Here’s Jordan Weissmann:
The blue line traces the consumer-spending trend in states where home prices fell the least, while the red line traces it in states where they fell the most. Each group contains about 20 percent of the U.S. population. And as you can see, the crash states are still well behind. . . .
Sufi and Mian have made the academic case that spending before the recession really was driven by the “wealth effect” of rising home prices. People saw their housing values rocket up, and felt richer. Often, they took out second mortgages to spend. When the market crashed, so too did their finances. It may sound like an intuitive point to some, but it’s a key part of understanding why the recovery has been so underwhelming. The difference between states that got the full brunt of the housing collapse and states that didn’t, as shown in this chart, suggests that its scars are still very much with us. And they probably will be for a long while. (emphasis added)
It’s important to distinguish between regional shocks and aggregate shocks. All parts of the US use the same type of money, and hence all are affected by the same monetary shocks. On the other hand the relative performance of various regions is dependent on all sorts of real variables. The factors that cause some regions to do worse than other regions play absolutely no role in the slow growth in aggregate demand since 2008, which is 100% a monetary policy failure.

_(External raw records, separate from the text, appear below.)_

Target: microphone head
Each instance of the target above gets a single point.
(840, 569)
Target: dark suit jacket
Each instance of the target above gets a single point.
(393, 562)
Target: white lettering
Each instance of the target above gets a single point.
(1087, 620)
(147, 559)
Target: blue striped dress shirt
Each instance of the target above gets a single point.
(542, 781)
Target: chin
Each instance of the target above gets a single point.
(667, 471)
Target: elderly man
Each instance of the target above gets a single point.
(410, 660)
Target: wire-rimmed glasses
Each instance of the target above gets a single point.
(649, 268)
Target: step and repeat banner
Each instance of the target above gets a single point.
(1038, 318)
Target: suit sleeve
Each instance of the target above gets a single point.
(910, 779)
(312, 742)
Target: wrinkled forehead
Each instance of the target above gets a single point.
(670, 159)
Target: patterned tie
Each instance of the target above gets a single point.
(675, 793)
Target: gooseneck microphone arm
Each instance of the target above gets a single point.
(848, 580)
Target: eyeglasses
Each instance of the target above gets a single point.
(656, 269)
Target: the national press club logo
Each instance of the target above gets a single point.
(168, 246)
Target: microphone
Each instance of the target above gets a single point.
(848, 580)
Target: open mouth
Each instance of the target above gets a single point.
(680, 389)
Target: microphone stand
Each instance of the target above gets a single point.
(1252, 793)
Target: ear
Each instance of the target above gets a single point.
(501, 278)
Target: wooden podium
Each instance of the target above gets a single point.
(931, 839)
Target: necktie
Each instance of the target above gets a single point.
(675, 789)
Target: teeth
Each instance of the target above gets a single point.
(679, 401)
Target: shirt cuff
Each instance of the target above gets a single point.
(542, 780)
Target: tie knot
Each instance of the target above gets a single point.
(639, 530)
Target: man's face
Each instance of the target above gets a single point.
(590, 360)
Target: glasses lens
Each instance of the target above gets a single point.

The following analogy might be helpful. Imagine a lake where the water level is controlled by the operators of a dam. Also assume that the surface of the lake is very choppy, due to high winds. The factors that explain the peaks and troughs of each wave have nothing to do with the factors that explain the average level of water in the lake. In the same way, Federal Reserve policy determines the rate at which NGDP rises in the typical state, whereas local real factors explain why NGDP grows faster in some states than others.